А после привходили и покаянные элементы, чему причиной, может быть, было и то, что авторами являлись преимущественно иноки, взявшие своею задачей «житие покаянное»: святой Феодор Студит, брат его «господин (кир) Иосиф», впоследствии митрополит Солунский (883; он написал до 300 канонов и прочее), которому принадлежат умилительнейшие, но все же покаянные каноны на повечериях и другие.

Даже святой великий Дамаскин, с поста первого министра у арабского князя ушедший в скалистый суровый монастырь Саввы Освященного (недалеко от Иерусалима), – и он дал множество покаянного материала: разочарованный в суетности этого мира, он жил одной частью души на земле, а другой – и большею – в горнем мире. Отсюда его чудные стихиры на отпевании, его покаянные песнопения в Октоихе, особенно в понедельник и вторник всех восьми гласов.

Да и невозможно было иначе: с упадком благодати Утешителя человеку труднее становилось радоваться, а отсюда тяжелее стало и благодарить; легче было каяться, плакать и просить.

То же самое можно сказать и про проповеди: у святителя Григория Богослова, отчасти у Златоуста,у святителя Прокла Константинопольского, у Дамаскина зрится такая высота и слава, что современному слушателю они покажутся скучным набором похвальных слов или неинтересным и малопригодным сухим «богословствованием». И только живущий отданною душою в Боге будет и понимать, и услаждаться их пламенными вдохновениями... А отец Иоанн Кронштадтский, пламень наших дней, говорил тем же языком и сейчас: «Дух Святой не истощится до века». «Златая цепь святых отцов, – говорил святитель Нифонт Цареградский, – не прервется до конца мира», ибо «Христос вчера и днесь, тойже и во веки» (Евр. 13, 8).

Литургия более всего сохранила на себе характер древности, и это понятно: здесь все слишком свято и чрезвычайно значительно и потому хранилось с исключительною бережностью.

И вот теперь скоро уже 1600 лет после смерти Василия Великого и 1550 лет с кончины Златоуста, как мы неизменно повторяем обедню, и особенно в ее главной, Евхаристической, части.

Поэтому можно утверждать, что сущность литургии была всегда одна и та же: Евхаристические каноны и благодарственные моления. По внутреннему содержанию они современны зарождению христианской Церкви, тем более, что совпадают по духу с Евангелием и посланиями.

Это была «первая любовь», как осмелился сравнить христианский дух святой апостол любви (Откр. 2, 4).

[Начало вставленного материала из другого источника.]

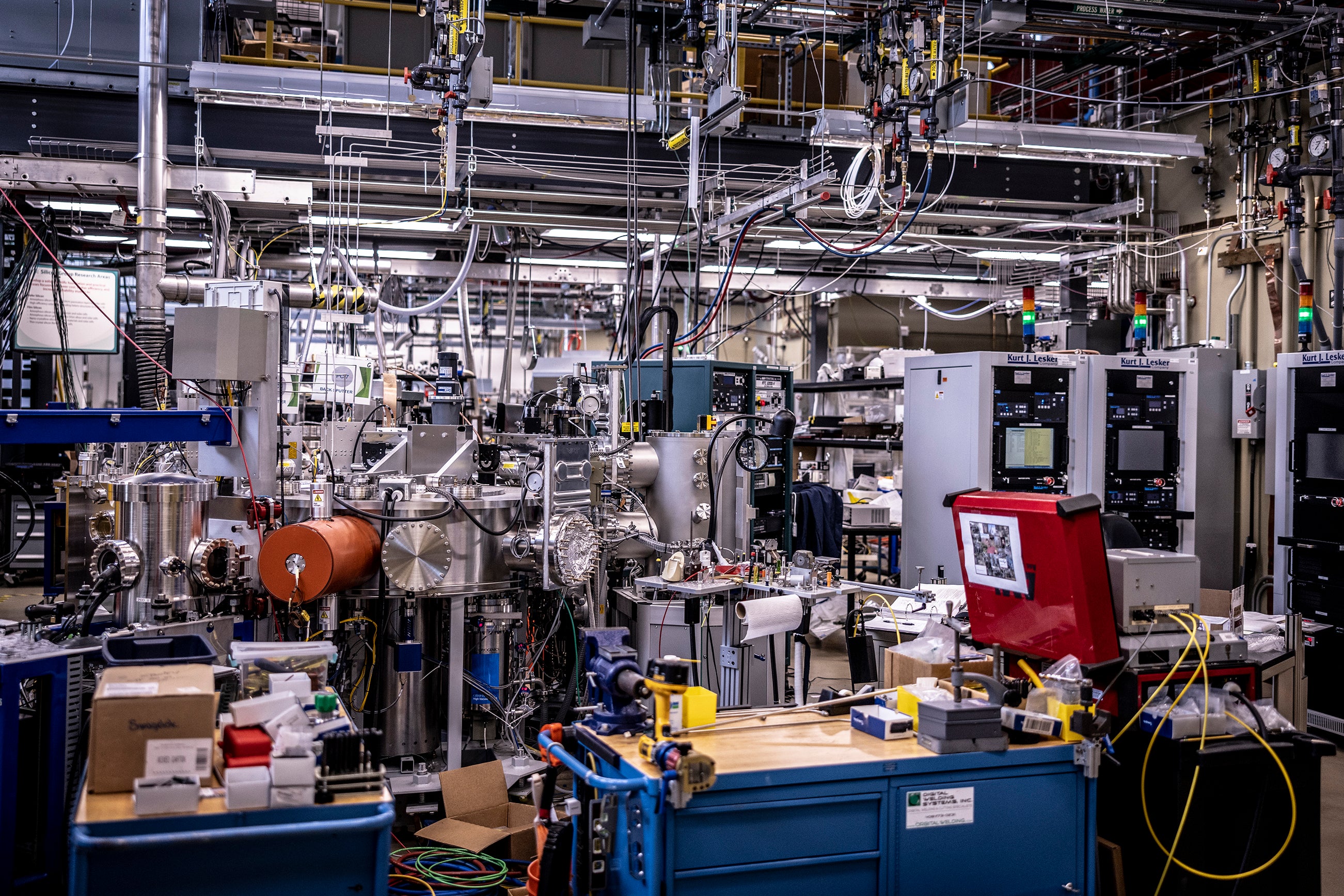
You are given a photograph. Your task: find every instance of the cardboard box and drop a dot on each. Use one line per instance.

Все прочее представляло уже второстепенный интерес и, следовательно, могло более или менее изменяться и в строе, и в количестве, и даже в характере духа. Здесь могла быть и была несравненно большая свобода творчеству церковному. И теперь мы видим: литургия везде почти неизменна, особенно с Херувимской, а вечерня, утреня, всенощная произвольно сокращаются, приспособляются, заменяются: где поют стихиры и седальны (у греков и сиров), но опускают почти весь канон (кроме 9-й песни), или, наоборот, опускают часть стихир и все седальны, но  исполняют все 9 песней канона, хотя и сокращая тропари (у русских)... Составляются новые службы новым святым... Псалмы читаются сокращенно, а где и совсем опускаются, за исключением «шестопсалмия», и то иногда читают вместо шести три псалма.

Что же было вначале?

Вот как это представляется нам. Судим мы по современному характеру богослужений, и притом не только православных, но и инославных (особенно протестантских, в частности, Англиканской Церкви, где старались «возвращаться» к первоисточникам христианства).

Также исходим и из общих внутренних душевных источников человека, насколько мы знаем себя и других; ведь корень-то всегда один и тот же – сердце человека, воодушевляемое Духом Святым, потому, если в нас и теперь есть то, чем люди жили и прежде, нам легко понять то, что было когда-то. Наконец, и простая историческая обстановка, всем известная по Евангелию и истории, давала материал к созданию богослужения: это еврейская религия, влившаяся в христианство, Ветхий Завет, из коего родился Новый.

... Я начну с самого корня, с внутренних источников, с сердца, руководимого Святым Духом. Апостол Павел пишет римлянам: «Мы не знаем, о чем молиться, как должно; но сам Дух ходатайствует за нас воздыханиями неизреченными» (Рим.8, 26). А потом душа отыскивает и подходящие, соотвествующие мысли и слова. К тому же у одного и того же человека в разные моменты его духовной жизни или даже под влиянием разных его переживаний и настроений могут быть различные подходы к молитве: иногда он будет просить, в другой раз ему и это не под силу – недостоин, и он легче кается, иногда он готов хвалить Бога и обнимать весь мир. Разны, наконец, и люди.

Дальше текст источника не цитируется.